拡張子の存在も確認するには、trueに設定します。
falseに設定すると、Composerは自動読み込み器のブートストラップの一部としてplatform_check.phpファイルを作成せず、requireもしません。
secure-svn-domains
既定では[]です。
安全なSubversionまたはSVNの移送を使用しているものとして信頼し、印を付けるべきドメインの一覧です。
既定では、svn://プロトコルは安全ではないと見なされ、throwされますが、この構成オプションを["example.org"]に設定すれば、そのホスト名でsvnのURLを使用できます。
secure-httpを完全に無効にするよりも優れた安全な代替手段です。
bump-after-update
既定はfalseで、true、false、"dev"、"no-dev"のどれかにできます。

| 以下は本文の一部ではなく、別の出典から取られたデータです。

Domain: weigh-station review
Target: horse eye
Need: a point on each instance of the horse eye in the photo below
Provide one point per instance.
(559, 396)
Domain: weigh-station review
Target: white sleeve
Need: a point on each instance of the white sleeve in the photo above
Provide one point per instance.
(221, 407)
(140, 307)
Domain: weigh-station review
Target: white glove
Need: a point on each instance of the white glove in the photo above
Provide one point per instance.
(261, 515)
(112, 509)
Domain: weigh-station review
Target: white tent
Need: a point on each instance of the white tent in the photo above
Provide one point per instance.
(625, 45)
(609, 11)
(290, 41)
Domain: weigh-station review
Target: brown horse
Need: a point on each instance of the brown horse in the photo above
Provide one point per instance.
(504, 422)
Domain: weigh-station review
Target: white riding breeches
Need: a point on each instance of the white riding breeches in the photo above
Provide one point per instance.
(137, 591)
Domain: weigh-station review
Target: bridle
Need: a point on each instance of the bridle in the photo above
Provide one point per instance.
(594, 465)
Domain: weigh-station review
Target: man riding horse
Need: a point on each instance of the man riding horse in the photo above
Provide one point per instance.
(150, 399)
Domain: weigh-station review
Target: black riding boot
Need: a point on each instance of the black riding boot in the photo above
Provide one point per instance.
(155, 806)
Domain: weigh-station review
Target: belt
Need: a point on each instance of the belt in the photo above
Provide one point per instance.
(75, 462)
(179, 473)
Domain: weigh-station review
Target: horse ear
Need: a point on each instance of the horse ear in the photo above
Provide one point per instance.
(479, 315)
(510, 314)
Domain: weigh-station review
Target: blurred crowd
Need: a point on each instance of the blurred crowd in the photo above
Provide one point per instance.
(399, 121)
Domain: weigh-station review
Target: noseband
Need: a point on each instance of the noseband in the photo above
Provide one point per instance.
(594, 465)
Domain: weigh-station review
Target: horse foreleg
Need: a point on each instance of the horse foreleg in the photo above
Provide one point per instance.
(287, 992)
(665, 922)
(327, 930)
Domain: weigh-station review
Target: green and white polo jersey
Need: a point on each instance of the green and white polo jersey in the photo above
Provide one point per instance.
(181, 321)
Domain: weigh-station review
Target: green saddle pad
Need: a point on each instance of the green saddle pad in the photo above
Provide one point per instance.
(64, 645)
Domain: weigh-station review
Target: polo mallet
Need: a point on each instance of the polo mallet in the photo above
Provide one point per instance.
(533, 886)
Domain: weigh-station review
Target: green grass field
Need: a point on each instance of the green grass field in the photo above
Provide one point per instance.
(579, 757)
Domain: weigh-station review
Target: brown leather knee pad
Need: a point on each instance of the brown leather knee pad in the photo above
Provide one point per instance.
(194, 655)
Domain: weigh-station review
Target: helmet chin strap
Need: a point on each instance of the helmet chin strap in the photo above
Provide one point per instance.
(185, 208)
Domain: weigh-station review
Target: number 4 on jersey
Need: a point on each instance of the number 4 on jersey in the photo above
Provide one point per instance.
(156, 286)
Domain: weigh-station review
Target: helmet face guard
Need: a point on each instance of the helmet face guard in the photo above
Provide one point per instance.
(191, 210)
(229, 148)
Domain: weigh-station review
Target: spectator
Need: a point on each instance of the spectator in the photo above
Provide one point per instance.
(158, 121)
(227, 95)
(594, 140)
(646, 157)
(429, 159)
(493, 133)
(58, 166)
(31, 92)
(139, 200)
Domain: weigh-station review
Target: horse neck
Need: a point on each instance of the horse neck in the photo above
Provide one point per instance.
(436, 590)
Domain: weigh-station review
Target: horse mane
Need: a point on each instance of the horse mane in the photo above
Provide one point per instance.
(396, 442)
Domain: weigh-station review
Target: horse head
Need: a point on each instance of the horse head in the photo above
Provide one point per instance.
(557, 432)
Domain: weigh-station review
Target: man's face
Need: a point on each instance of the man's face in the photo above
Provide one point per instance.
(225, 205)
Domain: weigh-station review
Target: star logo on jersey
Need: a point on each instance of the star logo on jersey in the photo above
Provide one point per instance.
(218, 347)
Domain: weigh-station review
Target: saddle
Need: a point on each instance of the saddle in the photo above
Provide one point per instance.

真に設定すると、Composerはupdateコマンドを走らせた後に、bumpコマンドを走らせます。
"dev"や"no-dev"に設定すると、対応する依存関係のみのバージョンが上がります。
allow-missing-requirements
既定はfalseです。
要件から何か欠けているものがあるとき、install時にエラーを無視します。
状況としては、composer.jsonにある最新の変更点に対して、固定ファイルが最新でないときです。
update-with-minimal-changes
既定で偽です。
真にすると、更新するとき、遷移的な依存関係に絶対に必須なものだけ変更します。
COMPOSER_MINIMAL_CHANGES=1環境変数で設定することもできます。